Back to Teleport

RFD 0168 - Split Database CA

rfd/0168-database-ca-split.md

19.0.1-dev13.3 KB
Original Source

Required Approvals

  • Engineering: @r0mant @smallinsky
  • Product: @xinding33 || @klizhentas
  • Security: @reedloden || @jentfoo

Related issues

What

This RFD proposes to split the current DatabaseCA into a "user" database CA and a "host" database CA.

Why

The DatabaseCA is used as both a client and host CA currently. Self-hosted databases are configured to trust the DatabaseCA and have a cert/key pair that is signed by the DatabaseCA. A compromised self-hosted database cert/key pair can be used to connect to other self-hosted databases.

Some protocols are not vulnerable because they check that the CN subject matches the db username. Other protocols (Redis, Cassandra, ScyllaDB), don't check the CN subject, and security is degraded for these protocols.

Teleport is opposed to shared secrets, so while these protocols are still protected by a user/password secret, this should not be relied upon.

If we split the DatabaseCA, we can configure self-hosted databases to have a "host" database cert/key pair and only trust client certs signed by the "user" database CA, mitigating the vulnerability.

Current trust architecture

tsh and tbot

  • Database certs are signed by the UserCA with database "route" info populated.
  • The HostCA is trusted, because connections flow through the Teleport Proxy.

Teleport Proxy

  • The proxy presents a HostCA cert to clients, and trusts the UserCA for client certs.
  • When the proxy dials a db agent over reverse tunnel, it trusts the HostCA and presents a DatabaseCA client cert to the db agent.

Database Agent

  • Database agents trust the DatabaseCA for client (the proxy service) certs and host (self-hosted databases) certs.
  • When the database agent dials a self-hosted database, it presents a DatabaseCA client cert.

Self-Hosted Databases

  • Databases are configured with a cert/key pair and trusted .cas file via tctl auth sign.
  • The DatabaseCA is trusted by the self-hosted database and is also the issuer for the self-hosted database's cert.
  • When a client (db agent) connects, a self-hosted database will present a DatabaseCA host cert and trust a DatabaseCA client cert.

How to split the DatabaseCA

We can make a new DBHostCA, a new DBUserCA, or both.

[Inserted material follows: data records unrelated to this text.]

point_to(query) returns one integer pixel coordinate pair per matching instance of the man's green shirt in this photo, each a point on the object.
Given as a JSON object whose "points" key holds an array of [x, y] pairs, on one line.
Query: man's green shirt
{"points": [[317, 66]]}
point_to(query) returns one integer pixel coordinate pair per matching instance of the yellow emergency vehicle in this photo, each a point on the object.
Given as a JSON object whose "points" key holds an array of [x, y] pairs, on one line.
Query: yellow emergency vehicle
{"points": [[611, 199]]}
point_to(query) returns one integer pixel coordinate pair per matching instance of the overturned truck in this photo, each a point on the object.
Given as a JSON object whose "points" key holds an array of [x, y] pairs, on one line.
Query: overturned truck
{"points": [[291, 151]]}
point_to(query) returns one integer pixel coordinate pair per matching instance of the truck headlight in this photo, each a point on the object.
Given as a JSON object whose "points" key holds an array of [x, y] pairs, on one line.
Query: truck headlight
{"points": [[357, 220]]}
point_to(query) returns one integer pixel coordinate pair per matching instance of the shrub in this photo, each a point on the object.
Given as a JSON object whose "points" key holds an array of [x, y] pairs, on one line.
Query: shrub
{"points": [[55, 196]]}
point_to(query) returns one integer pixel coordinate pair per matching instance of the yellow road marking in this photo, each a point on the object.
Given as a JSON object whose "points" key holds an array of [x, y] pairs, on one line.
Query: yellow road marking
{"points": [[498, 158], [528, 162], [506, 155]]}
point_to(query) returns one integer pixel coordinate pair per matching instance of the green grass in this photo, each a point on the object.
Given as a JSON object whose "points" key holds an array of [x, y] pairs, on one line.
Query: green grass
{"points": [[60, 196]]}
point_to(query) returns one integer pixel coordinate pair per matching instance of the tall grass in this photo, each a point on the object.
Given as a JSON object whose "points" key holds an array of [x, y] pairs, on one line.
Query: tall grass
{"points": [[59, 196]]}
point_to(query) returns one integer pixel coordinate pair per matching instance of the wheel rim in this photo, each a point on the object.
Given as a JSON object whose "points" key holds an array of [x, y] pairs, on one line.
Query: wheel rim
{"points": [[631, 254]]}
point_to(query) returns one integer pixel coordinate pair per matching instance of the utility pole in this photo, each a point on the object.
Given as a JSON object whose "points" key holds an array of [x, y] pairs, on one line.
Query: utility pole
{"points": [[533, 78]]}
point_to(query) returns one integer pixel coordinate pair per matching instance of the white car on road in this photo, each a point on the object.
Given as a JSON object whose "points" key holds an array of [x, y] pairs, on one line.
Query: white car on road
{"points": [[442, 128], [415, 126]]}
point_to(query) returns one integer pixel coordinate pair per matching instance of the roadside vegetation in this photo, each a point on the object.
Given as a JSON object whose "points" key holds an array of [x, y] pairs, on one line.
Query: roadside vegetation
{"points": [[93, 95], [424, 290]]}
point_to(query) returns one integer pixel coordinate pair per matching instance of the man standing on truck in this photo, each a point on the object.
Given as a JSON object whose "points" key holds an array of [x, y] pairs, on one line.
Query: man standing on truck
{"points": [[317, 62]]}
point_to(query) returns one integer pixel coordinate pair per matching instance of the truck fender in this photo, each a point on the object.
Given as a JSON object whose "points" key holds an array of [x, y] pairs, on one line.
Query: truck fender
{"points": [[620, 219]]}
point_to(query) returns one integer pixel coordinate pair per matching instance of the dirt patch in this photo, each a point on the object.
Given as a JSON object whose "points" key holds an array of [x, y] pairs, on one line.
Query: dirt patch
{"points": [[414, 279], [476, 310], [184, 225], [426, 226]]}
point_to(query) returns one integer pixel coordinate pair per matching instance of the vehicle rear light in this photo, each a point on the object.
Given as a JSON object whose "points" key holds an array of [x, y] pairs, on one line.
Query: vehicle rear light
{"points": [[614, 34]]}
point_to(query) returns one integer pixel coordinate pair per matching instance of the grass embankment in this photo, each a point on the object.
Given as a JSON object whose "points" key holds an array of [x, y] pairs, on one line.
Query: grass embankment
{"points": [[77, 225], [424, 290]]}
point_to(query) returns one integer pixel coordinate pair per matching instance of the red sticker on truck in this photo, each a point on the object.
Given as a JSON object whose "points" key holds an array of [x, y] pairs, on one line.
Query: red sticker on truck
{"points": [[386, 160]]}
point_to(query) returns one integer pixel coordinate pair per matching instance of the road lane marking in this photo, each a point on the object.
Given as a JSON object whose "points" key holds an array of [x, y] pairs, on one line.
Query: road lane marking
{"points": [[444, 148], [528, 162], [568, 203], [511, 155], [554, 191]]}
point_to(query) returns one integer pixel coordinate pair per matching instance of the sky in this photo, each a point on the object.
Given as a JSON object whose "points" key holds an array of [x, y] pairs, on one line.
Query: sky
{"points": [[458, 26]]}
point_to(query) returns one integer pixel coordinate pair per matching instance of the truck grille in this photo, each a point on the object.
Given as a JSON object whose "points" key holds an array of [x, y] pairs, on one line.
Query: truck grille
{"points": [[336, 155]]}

Options:

  1. Make both a new DBHostCA and a new DBUserCA.
  2. Make a new DBUserCA, and keep the DatabaseCA as a "host" CA.
  3. Make a new DBHostCA, and keep the DatabaseCA as a "user" CA.

Regardless of what we do, the proxy, agent, and self-hosted database will all be affected, not just db agent <-> self-hosted database.

Option 1 adds complexity for no discernible benefit. We can just re-use the existing DatabaseCA as a "host" CA or a "user" CA and create the other.

The backend cert_authority type of the existing DatabaseCA is db.

With option 2:

  • A new cert_authority type db_user is added.
  • The proxy could be changed (it does not have to be changed, see below) to present a client cert signed by the DBUserCA to the db agent over reverse tunnel connection.
  • The proxy will continue to trust a host (db agent) cert signed by the HostCA when it dials the db agent over reverse tunnel.
  • The db agent will continue to present a HostCA cert to a client (the proxy service).
  • The db agent will be changed to present a client cert signed by the DBUserCA to the self-hosted database.
  • The db agent will continue to trust a host (self-hosted database) cert signed by the DatabaseCA.
  • The self-hosted database will be changed to trust client (the db agent) certs signed by the DBUserCA.
  • The self-hosted database will continue to present a DatabaseCA cert to a client (the db agent).

With option 3:

  • A new cert_authority type db_host is added.
  • The proxy will continue to present a client cert signed by the DatabaseCA to the db agent over reverse tunnel connection.
  • The proxy will continue to trust host (the db agent) certs signed by the HostCA when it dials a db agent over reverse tunnel connection.
  • The db agent will continue to present a host cert signed by the HostCA to a client (the proxy service).
  • The db agent will continue to present a client cert signed by the DatabaseCA to the self-hosted database.
  • The db agent will be changed to trust host (the self-hosted database) certs signed by the DBHostCA when it dials the self-hosted database.
  • The self-hosted database will continue to trust client (the db agent) certs signed by the DatabaseCA.
  • The self-hosted database will be changed to present a host cert signed by the DBHostCA to a client (the db agent).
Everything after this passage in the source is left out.